Enquanto o candidato que se oferecera voluntariamente para o experimento ainda exercitava diante de nós o protótipo do desespero, o movimento em estado bruto não mais batendo a cabeça, mas girando sobre si mesmo, e eu me aprontava para avançar em mais um formulário, a porta foi aberta abruptamente e uma menina lançada violentamente ao chão da sala. Estava desacordada e com sinais visíveis de espancamento.

O procedimento padrão nestes casos é deixar que os voluntários acordem espontaneamente. Se isso não ocorre são recolhidos no final do dia e jogados na vala comum. Aos que ficam damos um nome: Hamlet 1, 2, 3 e assim sucessivamente. As meninas só recebem nome quando ficam vivas: Ophelia 1, 2, 3, mas não chegamos até agora nem a um milhar delas. Eu e meu colega estamos juntos desde o candidado 1212 da sessão 31614. Fomos promovidos duas vezes em função de méritos sobre os quais só tenho a dizer que não vi a participação de meu colega. São meus esforços, é a minha concentração, que permitem que avaliemos mais de 10 casos por dia. Mas isso não importa agora. Um dia ele estará no lugar dos voluntários, enquanto eu terei seguido em frente.

A entrada da menina é parte fundamental do projeto. É importante que chegue viva e em bom estado, mas nem sempre podemos contar com isso. Por economia, muitas são usadas em outros momentos do processo e nos chegam muitas vezes em situação mais precária do que aquela. Não foi fácil providenciar um método capaz de aproveitar todas as sobras. Com o que aplicamos há algum tempo, é verdade que já não importa tanto que nos chegue viva ou morta. A observação deve ser minuciosa e o mais descritiva possível mesmo quando se trata de apenas descrever o cadáver.

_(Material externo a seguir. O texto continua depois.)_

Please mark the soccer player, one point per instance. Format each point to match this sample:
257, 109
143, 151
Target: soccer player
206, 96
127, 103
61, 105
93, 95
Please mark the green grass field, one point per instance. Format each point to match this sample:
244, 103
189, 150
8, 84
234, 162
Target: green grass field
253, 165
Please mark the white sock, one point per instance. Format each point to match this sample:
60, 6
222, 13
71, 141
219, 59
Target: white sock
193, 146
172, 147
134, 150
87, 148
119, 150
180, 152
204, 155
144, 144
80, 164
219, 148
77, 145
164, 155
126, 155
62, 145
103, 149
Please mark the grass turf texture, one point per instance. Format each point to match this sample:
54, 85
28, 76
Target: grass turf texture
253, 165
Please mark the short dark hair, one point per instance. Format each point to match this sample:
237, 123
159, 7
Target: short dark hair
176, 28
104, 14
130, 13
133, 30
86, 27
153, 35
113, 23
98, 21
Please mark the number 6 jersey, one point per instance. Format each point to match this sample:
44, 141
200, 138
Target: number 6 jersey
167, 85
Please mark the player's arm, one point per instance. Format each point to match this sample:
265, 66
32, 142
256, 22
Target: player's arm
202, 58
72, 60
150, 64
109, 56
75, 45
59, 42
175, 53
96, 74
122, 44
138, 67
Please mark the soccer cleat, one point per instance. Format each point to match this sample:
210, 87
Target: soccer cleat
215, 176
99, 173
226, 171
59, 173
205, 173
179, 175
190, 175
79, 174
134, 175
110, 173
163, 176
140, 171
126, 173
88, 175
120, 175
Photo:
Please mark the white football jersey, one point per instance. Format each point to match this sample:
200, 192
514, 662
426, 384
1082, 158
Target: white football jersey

Devemos narrar objetivamente sem ocultar nenhum detalhe, nem mesmo o cheiro. Sem perder nada de vista nem mesmo a mudança na cor da pele. Por isso, trabalhamos em duplas que se desfazem apenas quando um dos membros mostra sua incompetência para o final do processo. É difícil que haja capitulação. A maior parte das duplas segue unida até o fim da vida.

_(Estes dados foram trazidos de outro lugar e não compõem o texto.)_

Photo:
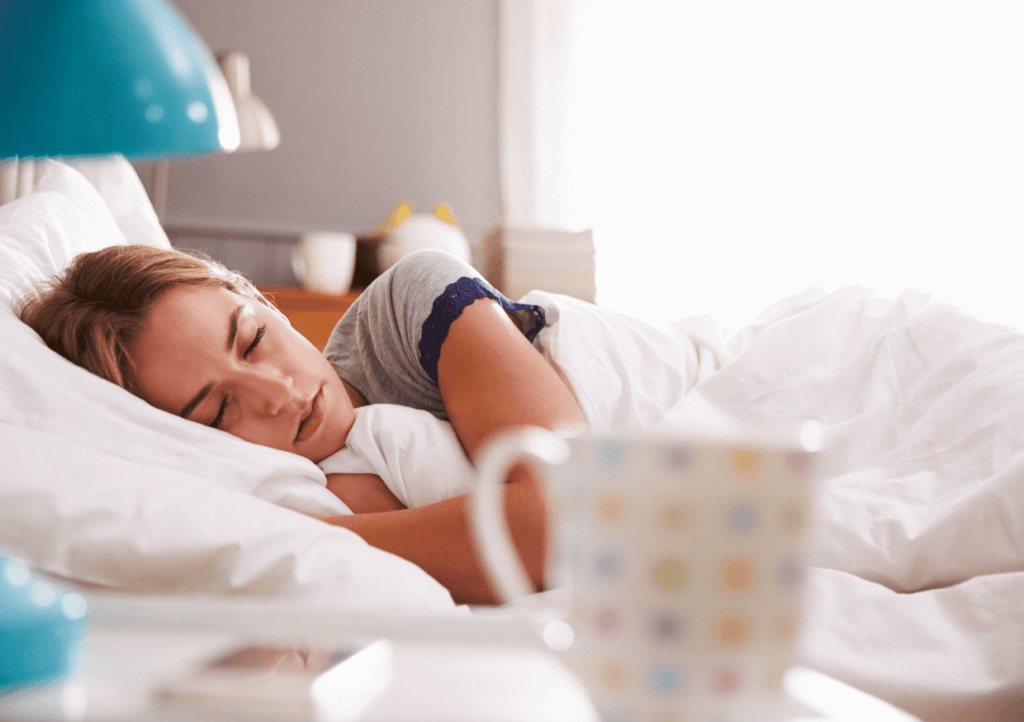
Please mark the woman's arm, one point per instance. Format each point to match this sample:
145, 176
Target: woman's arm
364, 493
491, 379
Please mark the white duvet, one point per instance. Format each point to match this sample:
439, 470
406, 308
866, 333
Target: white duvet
918, 582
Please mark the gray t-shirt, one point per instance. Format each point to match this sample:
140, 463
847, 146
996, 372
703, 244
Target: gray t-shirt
388, 342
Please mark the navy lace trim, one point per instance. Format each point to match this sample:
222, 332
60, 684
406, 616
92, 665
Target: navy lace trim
450, 305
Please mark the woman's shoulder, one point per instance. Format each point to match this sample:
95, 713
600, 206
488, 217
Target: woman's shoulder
426, 268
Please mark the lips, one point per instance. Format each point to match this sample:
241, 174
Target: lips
309, 425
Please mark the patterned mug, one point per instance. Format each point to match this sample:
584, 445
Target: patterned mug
684, 563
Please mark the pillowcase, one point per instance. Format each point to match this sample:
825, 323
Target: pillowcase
99, 486
119, 185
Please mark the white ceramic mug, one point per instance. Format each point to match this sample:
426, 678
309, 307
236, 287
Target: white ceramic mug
324, 262
684, 559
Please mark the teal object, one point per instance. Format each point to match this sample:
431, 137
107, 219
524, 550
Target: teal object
40, 627
98, 77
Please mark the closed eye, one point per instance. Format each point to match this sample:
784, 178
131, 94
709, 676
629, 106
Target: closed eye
256, 340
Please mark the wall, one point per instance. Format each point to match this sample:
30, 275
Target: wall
377, 102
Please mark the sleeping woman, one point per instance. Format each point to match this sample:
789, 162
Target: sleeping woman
199, 341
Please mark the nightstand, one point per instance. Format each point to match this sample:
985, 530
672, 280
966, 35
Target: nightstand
312, 314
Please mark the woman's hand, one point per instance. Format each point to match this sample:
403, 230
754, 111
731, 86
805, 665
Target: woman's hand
492, 379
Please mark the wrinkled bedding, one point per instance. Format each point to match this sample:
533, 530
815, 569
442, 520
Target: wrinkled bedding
915, 593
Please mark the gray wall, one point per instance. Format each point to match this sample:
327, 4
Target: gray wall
377, 100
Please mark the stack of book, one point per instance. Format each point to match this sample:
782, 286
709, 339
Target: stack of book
517, 261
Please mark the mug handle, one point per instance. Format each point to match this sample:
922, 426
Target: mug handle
501, 562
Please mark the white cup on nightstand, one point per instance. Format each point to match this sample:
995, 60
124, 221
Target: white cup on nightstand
324, 262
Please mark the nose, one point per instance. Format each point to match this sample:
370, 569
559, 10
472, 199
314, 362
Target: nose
266, 391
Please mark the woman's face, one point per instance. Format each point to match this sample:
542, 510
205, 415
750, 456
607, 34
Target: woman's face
228, 362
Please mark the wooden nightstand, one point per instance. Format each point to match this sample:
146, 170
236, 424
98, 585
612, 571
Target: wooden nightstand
312, 314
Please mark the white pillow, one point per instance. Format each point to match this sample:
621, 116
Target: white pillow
124, 194
96, 484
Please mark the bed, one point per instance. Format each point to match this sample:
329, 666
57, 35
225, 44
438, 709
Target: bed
916, 577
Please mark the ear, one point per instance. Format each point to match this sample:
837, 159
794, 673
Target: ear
442, 212
394, 218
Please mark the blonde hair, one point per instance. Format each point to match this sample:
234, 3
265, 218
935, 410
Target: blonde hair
92, 312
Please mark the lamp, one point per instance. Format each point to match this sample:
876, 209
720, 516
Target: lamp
97, 77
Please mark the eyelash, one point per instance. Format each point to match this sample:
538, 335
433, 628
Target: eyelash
252, 346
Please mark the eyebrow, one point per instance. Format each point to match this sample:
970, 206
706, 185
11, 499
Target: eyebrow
232, 332
203, 393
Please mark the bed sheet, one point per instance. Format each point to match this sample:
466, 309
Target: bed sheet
98, 486
915, 590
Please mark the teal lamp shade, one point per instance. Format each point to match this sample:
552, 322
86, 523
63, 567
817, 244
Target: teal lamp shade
98, 77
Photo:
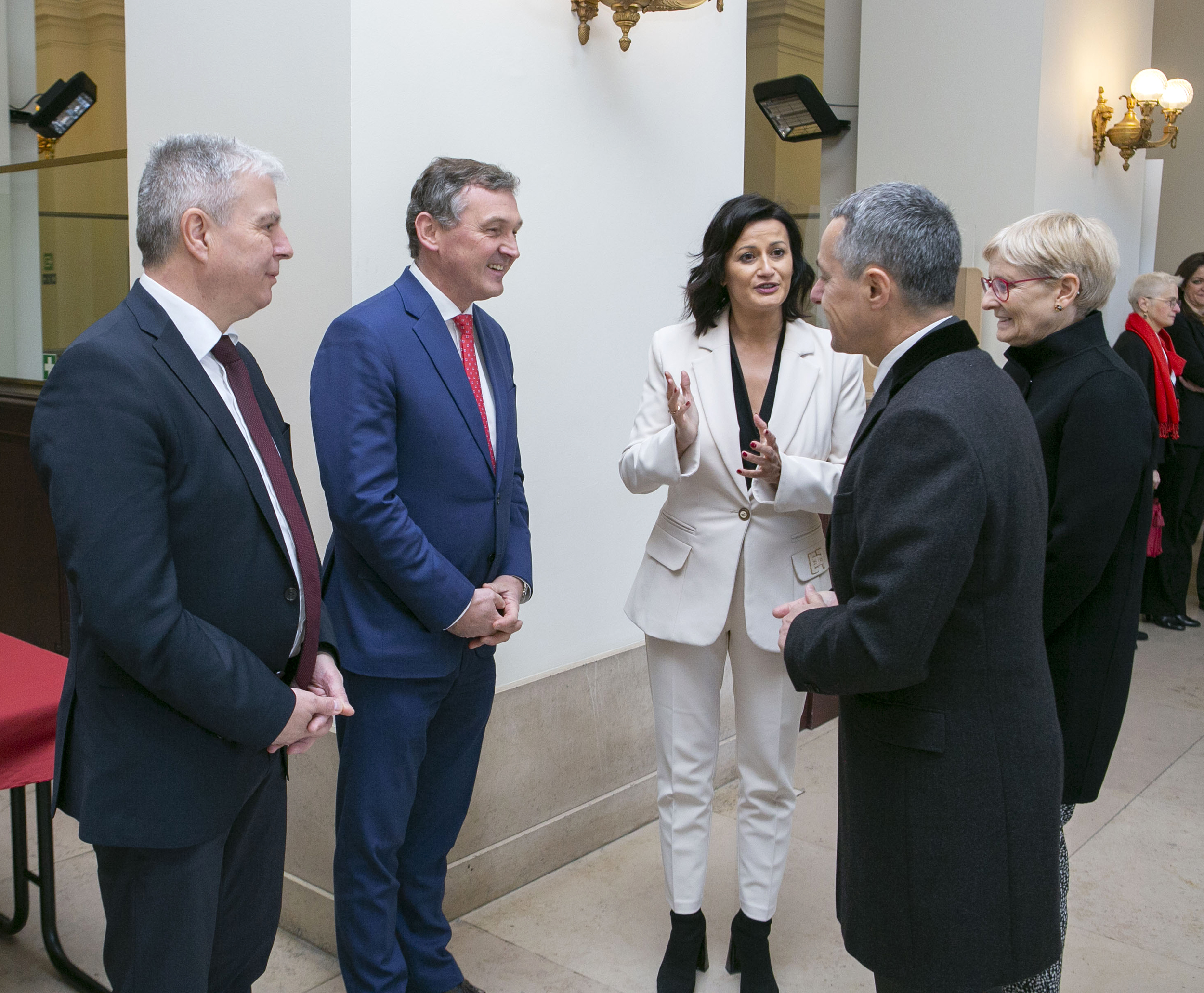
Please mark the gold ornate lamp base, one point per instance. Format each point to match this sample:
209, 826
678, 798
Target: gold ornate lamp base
1130, 134
627, 13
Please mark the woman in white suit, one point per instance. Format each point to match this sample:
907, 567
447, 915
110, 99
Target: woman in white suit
750, 441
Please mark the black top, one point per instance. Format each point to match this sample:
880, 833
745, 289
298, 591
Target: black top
938, 533
1097, 443
745, 407
1188, 334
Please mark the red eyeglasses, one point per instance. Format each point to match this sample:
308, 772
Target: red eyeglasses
1002, 289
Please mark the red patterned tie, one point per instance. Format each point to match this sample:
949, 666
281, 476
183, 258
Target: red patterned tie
469, 356
302, 539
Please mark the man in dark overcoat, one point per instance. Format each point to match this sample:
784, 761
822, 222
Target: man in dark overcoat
950, 753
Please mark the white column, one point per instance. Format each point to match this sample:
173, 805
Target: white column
21, 311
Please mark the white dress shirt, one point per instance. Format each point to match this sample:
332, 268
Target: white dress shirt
201, 334
448, 311
896, 354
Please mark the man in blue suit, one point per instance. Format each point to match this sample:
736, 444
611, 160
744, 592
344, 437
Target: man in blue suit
412, 398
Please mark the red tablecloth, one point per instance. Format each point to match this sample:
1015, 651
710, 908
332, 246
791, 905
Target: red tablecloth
32, 681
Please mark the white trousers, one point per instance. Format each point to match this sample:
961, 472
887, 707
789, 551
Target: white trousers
687, 680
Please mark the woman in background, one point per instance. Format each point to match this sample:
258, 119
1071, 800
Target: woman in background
1049, 275
747, 416
1181, 491
1148, 349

Nesta observação ficamos atentos à expressão “desejo de matar”. O voluntário parou de girar, caiu de joelhos olhando fixamente para a menina que jazia quase morta dizendo que a amava. Contei 39 vezes ao longo de 45 minutos em que ele permaneceu comovido, incansavelmente consumido em sua dor, suspirando e soluçando no ritmo que aos poucos foi demonstrando seu esgotamento. Nos primeiros 10 minutos a expressão “eu te amo” se repetiu praticamente sem barulhos ou esgares, foi dita entre intervalos sucessivos de silêncio que não duravam mais de 30 segundos, até uma pausa de um minuto e 18 segundos. Neste o voluntário começou a chorar compulsivamente e a dizer o contrário “eu te odeio” até que, no trigésimo sétimo minuto revelou, como que explicando a si mesmo – e, desconfio que tendo em vista a consciência de que era observado – que estava infectado do desejo de matar.

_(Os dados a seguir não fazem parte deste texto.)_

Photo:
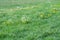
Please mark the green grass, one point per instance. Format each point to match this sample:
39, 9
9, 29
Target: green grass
43, 20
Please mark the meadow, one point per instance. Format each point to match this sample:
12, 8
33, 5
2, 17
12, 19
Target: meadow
29, 19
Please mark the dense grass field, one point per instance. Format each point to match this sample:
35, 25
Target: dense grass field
29, 19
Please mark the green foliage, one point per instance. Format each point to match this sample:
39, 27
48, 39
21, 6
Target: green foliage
30, 20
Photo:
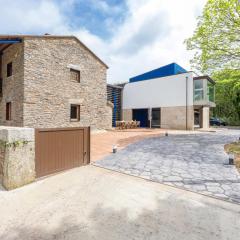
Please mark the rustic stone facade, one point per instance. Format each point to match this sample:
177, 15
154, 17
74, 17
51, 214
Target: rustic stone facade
17, 156
45, 90
12, 87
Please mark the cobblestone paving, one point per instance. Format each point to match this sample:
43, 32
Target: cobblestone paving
196, 162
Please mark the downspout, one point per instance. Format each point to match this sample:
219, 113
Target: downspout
186, 103
1, 73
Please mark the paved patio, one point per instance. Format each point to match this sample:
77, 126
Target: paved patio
94, 203
196, 162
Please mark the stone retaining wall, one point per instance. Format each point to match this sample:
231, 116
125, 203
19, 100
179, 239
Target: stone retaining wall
17, 158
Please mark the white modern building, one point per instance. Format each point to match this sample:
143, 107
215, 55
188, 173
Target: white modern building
169, 97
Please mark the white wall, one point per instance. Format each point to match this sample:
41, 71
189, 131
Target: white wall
160, 92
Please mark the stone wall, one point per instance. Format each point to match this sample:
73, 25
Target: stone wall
49, 91
12, 86
17, 157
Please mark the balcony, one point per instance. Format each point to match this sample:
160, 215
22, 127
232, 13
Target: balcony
203, 91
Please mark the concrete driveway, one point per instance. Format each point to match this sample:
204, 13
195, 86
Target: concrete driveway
95, 203
196, 162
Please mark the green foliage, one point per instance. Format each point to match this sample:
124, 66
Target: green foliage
228, 95
14, 144
217, 37
216, 42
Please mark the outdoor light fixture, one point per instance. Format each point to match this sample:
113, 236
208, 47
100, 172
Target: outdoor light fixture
231, 158
114, 148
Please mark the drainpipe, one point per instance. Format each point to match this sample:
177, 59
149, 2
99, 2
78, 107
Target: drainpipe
186, 103
1, 73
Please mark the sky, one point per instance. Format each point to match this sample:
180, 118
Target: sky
130, 36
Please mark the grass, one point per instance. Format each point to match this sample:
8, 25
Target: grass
235, 149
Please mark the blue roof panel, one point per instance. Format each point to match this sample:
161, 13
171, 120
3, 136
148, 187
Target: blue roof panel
168, 70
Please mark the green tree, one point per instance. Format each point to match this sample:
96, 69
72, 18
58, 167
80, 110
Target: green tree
217, 37
216, 42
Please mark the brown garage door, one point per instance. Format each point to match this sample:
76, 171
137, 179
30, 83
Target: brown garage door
61, 149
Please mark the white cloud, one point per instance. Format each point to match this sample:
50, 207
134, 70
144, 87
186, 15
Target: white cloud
151, 35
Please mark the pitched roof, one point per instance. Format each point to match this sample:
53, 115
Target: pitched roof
47, 36
167, 70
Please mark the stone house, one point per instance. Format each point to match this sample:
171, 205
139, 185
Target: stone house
52, 81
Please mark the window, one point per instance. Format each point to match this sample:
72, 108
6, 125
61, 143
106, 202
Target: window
198, 90
9, 69
75, 75
8, 111
75, 112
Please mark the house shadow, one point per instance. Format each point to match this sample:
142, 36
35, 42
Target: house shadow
167, 219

Meu colega nestes momentos quer sempre economizar tempo e chamar o próximo. Prefere ministar um antidepressivo enquanto o procedimento correto implica apenas três doses de álcool. A total confirmação do que já sabemos parece suficiente para seguir adiante. Quase me convenceu que se a cobaia fosse uma garota conhecida teríamos outro resultado, mas nosso sucesso depende do respeito ao tempo do procedimento e do caráter aleatório da cobaia feminina. Somente assim chegaremos à mãe. Somente assim, ele confessará o que queremos saber. Que matou o pai e que o fez apenas porque não pode matar a mãe. Os motivos, no entanto, serão avaliados em etapa para a qual ainda não fomos treinados.

Neste ponto, meu colega finge que não há mais tarefa alguma. Para não perder tempo, eu preciso interromper o preenchimento do formulário, conduzir o candidato até o vão e com um empurrão suave o lançar no abismo. Aquele que me olha de volta recebe um sorriso que não dou a mais ninguém.